Xenorhina zweifeli
- Conservation status: Least Concern (IUCN 3.1)

Scientific classification
- Kingdom: Animalia
- Phylum: Chordata
- Class: Amphibia
- Order: Anura
- Family: Microhylidae
- Genus: Xenorhina
- Species: X. zweifeli
- Binomial name: Xenorhina zweifeli (Kraus [fr] and Allison, 2002)
- Synonyms: Xenobatrachus zweifeli Kraus and Allison, 2002

= Xenorhina zweifeli =

- Authority: (Kraus and Allison, 2002)
- Conservation status: LC
- Synonyms: Xenobatrachus zweifeli Kraus and Allison, 2002

Species of frog

Xenorhina zweifeli is a species of frog in the family Microhylidae. It is endemic to New Guinea and is only known from the Bewani and Hunstein Mountains in northern Papua New Guinea. The species is named for American herpetologist Richard G. Zweifel, a specialist in New Guinean herpetology and microhylid frogs; he is also said to share "characteristically terse vocalizations" with this frog.

==Description==
Adult measure 33–38 mm in snout–vent length. The snout is truncate. The tympanic ring is indistinct and the supratympanic fold is not well-developed. The fingers have no discs while the toes bear expanded discs. No webbing is present. Dorsal surface is scattered with low, rounded tubercles, while the ventral surfaces are smooth.
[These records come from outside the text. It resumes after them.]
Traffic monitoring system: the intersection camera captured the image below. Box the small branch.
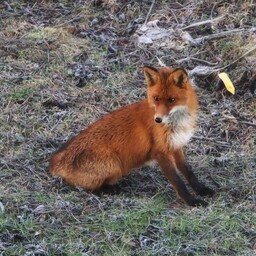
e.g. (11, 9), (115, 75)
(144, 0), (156, 25)
(238, 121), (256, 127)
(183, 15), (224, 30)
(220, 45), (256, 69)
(189, 45), (256, 76)
(192, 27), (256, 45)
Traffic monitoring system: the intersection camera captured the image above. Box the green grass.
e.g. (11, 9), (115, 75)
(0, 0), (256, 256)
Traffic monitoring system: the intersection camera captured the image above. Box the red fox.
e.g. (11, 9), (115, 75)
(50, 66), (214, 206)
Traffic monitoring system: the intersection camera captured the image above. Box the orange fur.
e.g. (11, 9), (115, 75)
(50, 67), (213, 206)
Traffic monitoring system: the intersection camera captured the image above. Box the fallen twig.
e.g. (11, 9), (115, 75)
(144, 0), (156, 25)
(238, 121), (256, 127)
(192, 27), (256, 45)
(183, 15), (225, 30)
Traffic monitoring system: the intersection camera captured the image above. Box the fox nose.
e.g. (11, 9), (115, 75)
(155, 117), (163, 123)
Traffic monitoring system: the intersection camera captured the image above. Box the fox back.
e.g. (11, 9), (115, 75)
(50, 67), (214, 206)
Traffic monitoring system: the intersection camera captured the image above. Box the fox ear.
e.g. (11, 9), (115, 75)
(171, 68), (188, 88)
(143, 66), (159, 86)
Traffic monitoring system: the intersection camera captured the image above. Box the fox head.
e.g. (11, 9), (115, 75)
(144, 66), (198, 126)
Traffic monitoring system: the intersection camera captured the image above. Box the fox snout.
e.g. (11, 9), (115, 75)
(155, 116), (163, 123)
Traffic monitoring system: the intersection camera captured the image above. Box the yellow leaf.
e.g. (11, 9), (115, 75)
(218, 72), (235, 94)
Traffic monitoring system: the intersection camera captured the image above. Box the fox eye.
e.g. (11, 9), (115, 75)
(167, 98), (175, 103)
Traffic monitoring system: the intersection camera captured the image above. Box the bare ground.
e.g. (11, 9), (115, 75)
(0, 0), (256, 255)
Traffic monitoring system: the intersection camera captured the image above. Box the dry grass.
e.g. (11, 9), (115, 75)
(0, 0), (256, 255)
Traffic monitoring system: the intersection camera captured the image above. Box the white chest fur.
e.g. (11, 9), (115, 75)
(165, 106), (195, 149)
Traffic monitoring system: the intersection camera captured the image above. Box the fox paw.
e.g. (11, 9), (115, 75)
(187, 198), (208, 207)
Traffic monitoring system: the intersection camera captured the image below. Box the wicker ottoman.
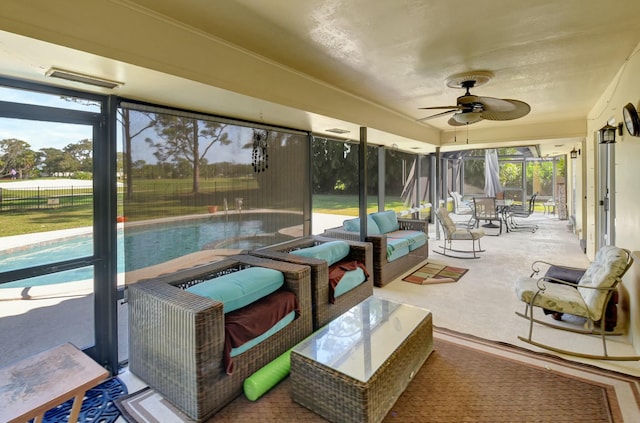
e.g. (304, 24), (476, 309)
(291, 297), (433, 422)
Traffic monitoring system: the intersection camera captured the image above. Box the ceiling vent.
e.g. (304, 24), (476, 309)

Dorsal coloration is variable and can be mostly uniform light chocolate-brown, but with a yellow vertebral stripe and darker on head and anterior part of body, or without a vertebral stripe but heavily mottled with tan and brown blotches overlaid with black specks and small black blotches.

The male advertisement call consists of a single note uttered irregularly but frequently during the day and early evening.
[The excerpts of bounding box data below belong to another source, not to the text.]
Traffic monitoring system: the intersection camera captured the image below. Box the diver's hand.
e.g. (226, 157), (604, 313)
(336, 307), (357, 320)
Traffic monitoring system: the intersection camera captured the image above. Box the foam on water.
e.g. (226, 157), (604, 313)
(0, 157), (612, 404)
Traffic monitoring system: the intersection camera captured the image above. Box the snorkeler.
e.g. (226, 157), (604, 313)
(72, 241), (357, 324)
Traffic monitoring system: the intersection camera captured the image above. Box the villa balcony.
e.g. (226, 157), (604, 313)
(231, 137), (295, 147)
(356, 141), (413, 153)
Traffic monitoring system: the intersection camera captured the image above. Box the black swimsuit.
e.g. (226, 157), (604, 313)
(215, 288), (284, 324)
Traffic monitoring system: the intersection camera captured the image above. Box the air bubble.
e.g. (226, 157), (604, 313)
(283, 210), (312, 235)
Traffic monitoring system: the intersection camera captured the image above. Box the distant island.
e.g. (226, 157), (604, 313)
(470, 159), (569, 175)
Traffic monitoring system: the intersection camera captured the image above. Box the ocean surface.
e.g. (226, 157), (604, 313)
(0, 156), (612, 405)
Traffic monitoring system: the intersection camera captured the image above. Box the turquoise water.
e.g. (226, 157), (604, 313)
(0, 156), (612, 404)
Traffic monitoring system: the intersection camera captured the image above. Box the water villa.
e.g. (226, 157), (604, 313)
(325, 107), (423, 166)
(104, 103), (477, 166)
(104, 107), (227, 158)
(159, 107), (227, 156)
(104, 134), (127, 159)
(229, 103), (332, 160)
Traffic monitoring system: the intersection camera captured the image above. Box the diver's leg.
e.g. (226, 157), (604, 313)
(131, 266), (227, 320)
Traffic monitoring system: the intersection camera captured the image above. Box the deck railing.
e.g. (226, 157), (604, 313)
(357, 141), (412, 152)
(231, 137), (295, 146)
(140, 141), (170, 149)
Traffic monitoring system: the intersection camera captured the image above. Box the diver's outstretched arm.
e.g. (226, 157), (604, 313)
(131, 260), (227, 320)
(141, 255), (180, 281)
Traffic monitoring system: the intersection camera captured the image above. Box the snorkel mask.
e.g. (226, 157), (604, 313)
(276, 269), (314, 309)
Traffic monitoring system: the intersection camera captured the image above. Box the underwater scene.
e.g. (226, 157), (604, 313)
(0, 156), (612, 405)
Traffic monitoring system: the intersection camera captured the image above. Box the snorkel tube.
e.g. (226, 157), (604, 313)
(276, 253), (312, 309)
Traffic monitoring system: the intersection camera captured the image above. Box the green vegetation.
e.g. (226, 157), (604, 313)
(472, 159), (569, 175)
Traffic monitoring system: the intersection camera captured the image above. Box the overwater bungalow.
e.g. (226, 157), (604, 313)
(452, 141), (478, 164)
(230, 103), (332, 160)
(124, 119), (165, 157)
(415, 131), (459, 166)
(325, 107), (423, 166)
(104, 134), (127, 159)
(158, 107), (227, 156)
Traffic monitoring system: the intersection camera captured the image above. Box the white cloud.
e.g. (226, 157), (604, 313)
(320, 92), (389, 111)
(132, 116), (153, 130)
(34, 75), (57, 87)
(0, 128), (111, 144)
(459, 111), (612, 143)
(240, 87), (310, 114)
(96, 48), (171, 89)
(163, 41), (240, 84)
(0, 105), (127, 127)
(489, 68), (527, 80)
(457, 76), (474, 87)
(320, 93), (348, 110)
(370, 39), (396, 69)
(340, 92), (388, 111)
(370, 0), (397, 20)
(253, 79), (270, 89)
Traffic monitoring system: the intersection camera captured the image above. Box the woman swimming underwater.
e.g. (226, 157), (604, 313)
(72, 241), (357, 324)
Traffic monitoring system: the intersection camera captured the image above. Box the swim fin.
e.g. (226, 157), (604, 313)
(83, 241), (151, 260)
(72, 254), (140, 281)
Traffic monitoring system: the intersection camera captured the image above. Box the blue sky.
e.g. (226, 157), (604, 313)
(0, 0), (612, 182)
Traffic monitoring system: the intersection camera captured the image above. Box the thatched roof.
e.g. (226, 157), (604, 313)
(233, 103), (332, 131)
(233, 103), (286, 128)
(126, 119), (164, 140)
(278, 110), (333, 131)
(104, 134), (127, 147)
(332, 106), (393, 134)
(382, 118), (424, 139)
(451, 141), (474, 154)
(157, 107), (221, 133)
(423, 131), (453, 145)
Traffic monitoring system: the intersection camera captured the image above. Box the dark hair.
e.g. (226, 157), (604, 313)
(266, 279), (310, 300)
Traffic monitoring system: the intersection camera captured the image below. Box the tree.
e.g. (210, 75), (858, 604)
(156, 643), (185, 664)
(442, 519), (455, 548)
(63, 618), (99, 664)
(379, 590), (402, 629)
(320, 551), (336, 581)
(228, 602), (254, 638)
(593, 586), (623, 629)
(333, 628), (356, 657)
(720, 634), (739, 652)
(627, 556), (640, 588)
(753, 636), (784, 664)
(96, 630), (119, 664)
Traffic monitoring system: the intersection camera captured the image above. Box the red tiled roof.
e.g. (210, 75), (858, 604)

==Habitat and conservation==
Xenorhina zweifeli is known from primary forest and forest clearings at elevations of about 900–1920 m above sea level. These frogs are fossorial, with individuals occupying small cavities on the forest floor. Development is direct (i.e, there is no free-living larval stage).

There are no known threats to this species found in isolated areas. It is patchily distributed but can be locally common; it is uncommon in the Hunstein Mountains. It is not known to occur in any protected area.